Ma vi sembra possibile? Far stampare titoli del genere ha un costo elevato. Negli articoli non c’è scritto di quale livello fosse la falsificazione dei titoli, ma tutti i titoli cartacei di tutti i paesi del mondo (e, ripeto, ora la circolazione dei titoli viene fatta esclusivamente per via elettronica dopo la loro dematerializzazione, tranne per quelli creati nel secolo scorso) sono fatti su carte filigranate di particolare qualità, migliore di quella delle banconote, con accorgimenti tali da far riconoscere subito la falsità dei titoli. Un falsario lo sa perfettamente, e quindi: 1) evita di stampare titoli di importi superiori a qualche milione di dollari, 2) sceglie i titoli più comuni e facilmente falsificabili, e poi 3) li va a portare a colpo sicuro in una banca. A colpo sicuro significa che se va in una banca ha certamente qualcuno dentro che è d’accordo con lui, altrimenti non comincia nemmeno a stamparli. All’avventura ci vanno i falsari di banconote, e anche quelli devono fare un grosso investimento per rifare i cliché, la carta filigranata, i colori la stampa e in genere scelgono le banconote da piccolo taglio. In Europa la banconota più falsificata è quella da venti euro e le ragioni sono evidenti. Falsificare titoli di Stato per miliardi, i cui originali sono stati creati in relativamente pochi esemplari e comunque decine di anni fa, presuppone uno sforzo di imprenditoria criminale davvero notevole. Valli a rifare i cliché, a trovare la carta filigranata utilizzabile, i colori dell’epoca, e soprattutto vai a trovare un modello da copiare! Mica si tratta di una banconota da venti euro che ce l’hanno tutti e che sfugge ai controlli proprio perché è molto comune. Che diavolo può avere di comune un titolo da qualche miliardo o qualche decina di miliardi di dollari?

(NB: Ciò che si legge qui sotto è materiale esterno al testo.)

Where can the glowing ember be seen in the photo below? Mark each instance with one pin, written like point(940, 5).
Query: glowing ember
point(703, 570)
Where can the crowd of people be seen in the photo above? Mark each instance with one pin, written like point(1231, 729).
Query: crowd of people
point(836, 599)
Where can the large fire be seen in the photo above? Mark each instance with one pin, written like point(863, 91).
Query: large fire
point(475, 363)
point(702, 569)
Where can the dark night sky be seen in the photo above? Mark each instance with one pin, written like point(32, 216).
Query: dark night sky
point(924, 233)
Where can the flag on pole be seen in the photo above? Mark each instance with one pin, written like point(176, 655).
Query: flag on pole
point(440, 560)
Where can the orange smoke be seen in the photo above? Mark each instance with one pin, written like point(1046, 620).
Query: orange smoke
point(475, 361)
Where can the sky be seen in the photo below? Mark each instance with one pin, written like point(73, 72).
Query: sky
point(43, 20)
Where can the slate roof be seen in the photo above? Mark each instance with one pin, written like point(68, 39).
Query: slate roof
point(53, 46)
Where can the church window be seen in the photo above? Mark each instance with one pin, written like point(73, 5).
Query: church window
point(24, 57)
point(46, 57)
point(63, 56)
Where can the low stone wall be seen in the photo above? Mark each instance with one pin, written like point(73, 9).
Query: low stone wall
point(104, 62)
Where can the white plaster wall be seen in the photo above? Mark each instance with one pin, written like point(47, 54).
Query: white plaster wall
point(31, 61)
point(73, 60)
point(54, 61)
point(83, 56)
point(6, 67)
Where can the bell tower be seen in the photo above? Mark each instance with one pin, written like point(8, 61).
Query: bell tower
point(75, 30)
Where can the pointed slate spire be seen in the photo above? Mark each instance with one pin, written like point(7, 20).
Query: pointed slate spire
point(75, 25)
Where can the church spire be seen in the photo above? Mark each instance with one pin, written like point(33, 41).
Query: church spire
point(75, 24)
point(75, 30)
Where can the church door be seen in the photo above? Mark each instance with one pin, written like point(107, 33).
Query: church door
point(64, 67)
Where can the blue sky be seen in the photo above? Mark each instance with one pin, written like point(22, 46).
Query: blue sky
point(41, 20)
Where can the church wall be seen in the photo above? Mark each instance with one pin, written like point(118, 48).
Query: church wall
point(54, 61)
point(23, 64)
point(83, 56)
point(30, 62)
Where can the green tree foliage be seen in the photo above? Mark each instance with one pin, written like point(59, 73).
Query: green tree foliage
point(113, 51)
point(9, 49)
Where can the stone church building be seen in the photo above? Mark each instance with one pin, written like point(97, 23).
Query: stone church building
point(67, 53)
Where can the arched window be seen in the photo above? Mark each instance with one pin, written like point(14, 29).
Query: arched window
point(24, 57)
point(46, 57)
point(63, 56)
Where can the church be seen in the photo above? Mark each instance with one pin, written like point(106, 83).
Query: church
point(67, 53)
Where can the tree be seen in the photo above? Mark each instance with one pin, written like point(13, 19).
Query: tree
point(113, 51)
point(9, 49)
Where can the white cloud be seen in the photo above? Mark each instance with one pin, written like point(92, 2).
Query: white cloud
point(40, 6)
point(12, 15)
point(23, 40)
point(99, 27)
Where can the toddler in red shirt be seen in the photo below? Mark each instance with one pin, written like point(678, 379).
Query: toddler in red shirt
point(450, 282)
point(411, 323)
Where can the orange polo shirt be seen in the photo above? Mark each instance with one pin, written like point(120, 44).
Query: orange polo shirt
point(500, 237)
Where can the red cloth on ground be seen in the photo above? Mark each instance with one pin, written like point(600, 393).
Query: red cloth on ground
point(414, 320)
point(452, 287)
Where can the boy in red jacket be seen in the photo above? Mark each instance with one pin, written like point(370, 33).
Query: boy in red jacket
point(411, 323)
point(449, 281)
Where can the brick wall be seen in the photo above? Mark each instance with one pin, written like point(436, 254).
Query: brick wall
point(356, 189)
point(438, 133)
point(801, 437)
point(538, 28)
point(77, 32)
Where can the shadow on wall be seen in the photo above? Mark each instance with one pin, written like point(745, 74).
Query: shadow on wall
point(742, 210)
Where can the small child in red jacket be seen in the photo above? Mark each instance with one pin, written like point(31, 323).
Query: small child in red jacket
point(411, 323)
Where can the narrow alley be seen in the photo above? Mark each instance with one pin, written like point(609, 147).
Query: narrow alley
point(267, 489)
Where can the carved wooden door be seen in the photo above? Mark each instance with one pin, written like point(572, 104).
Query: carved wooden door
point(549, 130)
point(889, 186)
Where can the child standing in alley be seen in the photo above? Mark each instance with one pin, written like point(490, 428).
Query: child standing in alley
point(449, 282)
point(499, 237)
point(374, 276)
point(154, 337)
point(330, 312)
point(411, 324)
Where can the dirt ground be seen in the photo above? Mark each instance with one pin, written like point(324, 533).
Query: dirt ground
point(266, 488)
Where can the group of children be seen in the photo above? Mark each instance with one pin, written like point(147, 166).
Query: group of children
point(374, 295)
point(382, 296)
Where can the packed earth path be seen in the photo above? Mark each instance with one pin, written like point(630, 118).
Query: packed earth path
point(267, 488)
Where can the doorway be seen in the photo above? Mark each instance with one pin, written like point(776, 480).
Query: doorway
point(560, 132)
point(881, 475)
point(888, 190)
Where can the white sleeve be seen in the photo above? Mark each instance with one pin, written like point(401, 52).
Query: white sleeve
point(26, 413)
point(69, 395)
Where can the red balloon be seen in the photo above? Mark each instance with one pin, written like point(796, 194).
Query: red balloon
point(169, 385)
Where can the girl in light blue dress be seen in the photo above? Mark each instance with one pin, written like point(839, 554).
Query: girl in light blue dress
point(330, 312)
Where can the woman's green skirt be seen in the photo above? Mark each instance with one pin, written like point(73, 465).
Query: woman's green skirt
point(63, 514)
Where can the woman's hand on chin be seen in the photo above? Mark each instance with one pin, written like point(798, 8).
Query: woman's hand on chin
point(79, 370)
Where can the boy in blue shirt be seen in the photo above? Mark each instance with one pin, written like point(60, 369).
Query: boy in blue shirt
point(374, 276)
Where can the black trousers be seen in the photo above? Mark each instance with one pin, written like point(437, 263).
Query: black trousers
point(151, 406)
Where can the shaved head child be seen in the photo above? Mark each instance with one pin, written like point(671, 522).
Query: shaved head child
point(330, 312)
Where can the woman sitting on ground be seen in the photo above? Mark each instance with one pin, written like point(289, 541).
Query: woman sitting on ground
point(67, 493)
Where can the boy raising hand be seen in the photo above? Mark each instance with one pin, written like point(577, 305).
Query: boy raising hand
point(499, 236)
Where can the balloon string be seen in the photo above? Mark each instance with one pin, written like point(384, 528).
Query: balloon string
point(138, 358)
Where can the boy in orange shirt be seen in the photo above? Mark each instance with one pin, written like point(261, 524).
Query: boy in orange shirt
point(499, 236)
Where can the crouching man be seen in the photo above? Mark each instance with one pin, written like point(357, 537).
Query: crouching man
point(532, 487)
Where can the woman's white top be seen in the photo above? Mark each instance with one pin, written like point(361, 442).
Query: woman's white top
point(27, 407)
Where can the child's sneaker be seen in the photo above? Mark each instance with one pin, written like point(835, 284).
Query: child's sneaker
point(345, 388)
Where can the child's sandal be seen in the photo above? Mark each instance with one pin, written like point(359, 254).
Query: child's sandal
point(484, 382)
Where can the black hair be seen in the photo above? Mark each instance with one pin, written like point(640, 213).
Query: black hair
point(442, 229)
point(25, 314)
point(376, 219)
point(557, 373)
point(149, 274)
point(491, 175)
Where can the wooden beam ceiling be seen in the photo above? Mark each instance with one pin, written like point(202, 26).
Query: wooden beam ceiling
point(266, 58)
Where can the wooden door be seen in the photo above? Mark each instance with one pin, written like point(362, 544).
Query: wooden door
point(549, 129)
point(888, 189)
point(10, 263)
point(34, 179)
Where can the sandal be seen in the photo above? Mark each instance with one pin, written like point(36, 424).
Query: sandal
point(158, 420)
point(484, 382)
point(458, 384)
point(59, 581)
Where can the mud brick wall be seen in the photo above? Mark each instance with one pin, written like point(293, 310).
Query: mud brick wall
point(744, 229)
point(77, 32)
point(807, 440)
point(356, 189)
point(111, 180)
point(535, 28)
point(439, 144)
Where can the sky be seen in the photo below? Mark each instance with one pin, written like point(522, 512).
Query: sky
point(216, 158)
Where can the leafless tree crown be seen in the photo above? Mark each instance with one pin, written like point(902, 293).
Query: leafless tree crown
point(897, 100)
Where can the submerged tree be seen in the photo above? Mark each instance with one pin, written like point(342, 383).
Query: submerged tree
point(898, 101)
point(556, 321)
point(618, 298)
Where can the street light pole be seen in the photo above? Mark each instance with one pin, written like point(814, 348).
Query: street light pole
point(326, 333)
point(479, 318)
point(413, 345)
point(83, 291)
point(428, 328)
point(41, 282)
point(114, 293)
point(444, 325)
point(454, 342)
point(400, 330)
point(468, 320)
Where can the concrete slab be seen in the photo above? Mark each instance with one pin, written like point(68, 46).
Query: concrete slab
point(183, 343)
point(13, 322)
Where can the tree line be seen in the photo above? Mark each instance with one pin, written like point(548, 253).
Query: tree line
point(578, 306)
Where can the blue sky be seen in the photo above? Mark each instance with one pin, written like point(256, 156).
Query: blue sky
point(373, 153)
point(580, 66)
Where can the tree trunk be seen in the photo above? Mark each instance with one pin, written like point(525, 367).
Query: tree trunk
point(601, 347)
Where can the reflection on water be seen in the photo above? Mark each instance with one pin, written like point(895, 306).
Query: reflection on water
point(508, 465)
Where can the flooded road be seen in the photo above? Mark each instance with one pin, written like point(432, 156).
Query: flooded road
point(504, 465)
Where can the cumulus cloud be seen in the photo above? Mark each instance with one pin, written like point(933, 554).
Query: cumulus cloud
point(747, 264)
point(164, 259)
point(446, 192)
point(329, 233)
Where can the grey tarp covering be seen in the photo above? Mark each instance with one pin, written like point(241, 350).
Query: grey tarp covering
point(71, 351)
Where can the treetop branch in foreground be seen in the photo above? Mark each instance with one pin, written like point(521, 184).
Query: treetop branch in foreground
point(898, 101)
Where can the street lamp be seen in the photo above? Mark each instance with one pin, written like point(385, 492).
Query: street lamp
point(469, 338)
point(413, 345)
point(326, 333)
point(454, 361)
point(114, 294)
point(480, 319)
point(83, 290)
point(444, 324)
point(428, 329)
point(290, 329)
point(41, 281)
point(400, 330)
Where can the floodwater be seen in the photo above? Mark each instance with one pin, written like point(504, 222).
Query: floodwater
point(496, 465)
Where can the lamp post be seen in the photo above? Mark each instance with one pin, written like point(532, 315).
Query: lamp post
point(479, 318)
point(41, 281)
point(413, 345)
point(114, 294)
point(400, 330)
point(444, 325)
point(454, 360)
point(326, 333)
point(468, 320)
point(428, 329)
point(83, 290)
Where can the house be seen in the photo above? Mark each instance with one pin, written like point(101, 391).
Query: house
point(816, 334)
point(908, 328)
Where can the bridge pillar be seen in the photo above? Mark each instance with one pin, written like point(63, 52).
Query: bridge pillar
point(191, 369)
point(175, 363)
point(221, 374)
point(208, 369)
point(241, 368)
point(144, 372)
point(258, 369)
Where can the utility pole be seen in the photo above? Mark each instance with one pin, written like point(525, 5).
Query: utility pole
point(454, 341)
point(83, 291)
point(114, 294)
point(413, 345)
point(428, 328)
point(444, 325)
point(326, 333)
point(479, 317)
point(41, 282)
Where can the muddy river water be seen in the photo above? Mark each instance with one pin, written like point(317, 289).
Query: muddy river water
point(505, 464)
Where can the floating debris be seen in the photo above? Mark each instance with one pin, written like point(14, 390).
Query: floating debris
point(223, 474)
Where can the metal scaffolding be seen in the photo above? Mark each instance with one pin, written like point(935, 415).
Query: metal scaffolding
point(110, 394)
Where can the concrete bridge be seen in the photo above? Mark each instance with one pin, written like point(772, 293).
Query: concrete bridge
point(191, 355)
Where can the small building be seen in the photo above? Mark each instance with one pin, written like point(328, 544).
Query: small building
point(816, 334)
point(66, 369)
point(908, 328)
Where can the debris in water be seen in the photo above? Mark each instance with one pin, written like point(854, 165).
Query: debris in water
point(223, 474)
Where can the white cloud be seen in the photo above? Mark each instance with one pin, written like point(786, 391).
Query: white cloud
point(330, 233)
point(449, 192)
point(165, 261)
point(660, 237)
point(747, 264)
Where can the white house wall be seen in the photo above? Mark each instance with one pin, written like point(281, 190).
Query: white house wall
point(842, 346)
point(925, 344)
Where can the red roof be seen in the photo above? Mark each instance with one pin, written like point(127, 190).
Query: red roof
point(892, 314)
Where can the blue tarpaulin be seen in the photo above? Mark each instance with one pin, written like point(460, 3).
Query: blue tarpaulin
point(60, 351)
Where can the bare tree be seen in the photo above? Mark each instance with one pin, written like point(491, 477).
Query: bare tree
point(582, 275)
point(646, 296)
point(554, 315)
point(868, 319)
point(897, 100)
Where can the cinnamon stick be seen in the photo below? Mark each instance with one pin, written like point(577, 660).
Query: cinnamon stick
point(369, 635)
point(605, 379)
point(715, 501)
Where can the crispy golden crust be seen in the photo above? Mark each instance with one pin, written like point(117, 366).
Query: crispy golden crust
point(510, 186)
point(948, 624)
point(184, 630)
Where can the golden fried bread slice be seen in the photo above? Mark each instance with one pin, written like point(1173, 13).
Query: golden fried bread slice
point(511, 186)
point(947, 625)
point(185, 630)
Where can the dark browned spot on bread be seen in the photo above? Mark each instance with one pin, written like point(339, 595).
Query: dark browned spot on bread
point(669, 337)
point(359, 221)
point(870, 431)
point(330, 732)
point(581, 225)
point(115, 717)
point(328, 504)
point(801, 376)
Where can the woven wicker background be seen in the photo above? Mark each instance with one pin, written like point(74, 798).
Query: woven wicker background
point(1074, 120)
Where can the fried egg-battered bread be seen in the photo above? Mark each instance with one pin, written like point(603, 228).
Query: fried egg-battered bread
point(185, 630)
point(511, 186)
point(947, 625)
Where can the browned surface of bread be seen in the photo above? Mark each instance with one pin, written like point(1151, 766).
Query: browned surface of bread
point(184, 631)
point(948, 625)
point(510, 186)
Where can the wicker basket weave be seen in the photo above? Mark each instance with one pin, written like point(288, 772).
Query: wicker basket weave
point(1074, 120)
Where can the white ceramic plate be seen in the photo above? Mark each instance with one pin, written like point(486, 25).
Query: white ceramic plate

Diceva il Colonnello della Guardi di Finanza che ha operato i controlli a Chiasso che hanno scoperto i due giapponesi con i 134,5 miliardi di titoli in dollari, che il più grande sequestro di titoli falsi effettuato alla frontiera era stato non superiore a cento milioni e già si trattava di una cifra enorme per un’operazione presumibilmente intrapresa da qualche mafia internazionale. Ma cento miliardi di dollari erano impensabili, e figuriamoci migliaia di miliardi di dollari!

E poi, ammesso pure che quello fosse il rio piano dei due falsari, ma vi pare verosimile che alla frontiera dichiarano di voler andare allo Ior dove sono attesi da due Cardinali (non uno, ben due!), e non che sono diretti allo spaccio dei francobolli o alla farmacia Vaticana? Ma che senso ha questa storia? Sono così cretini questi due da pensare che un piano così inverosimile potesse avere una minima possibilità di successo?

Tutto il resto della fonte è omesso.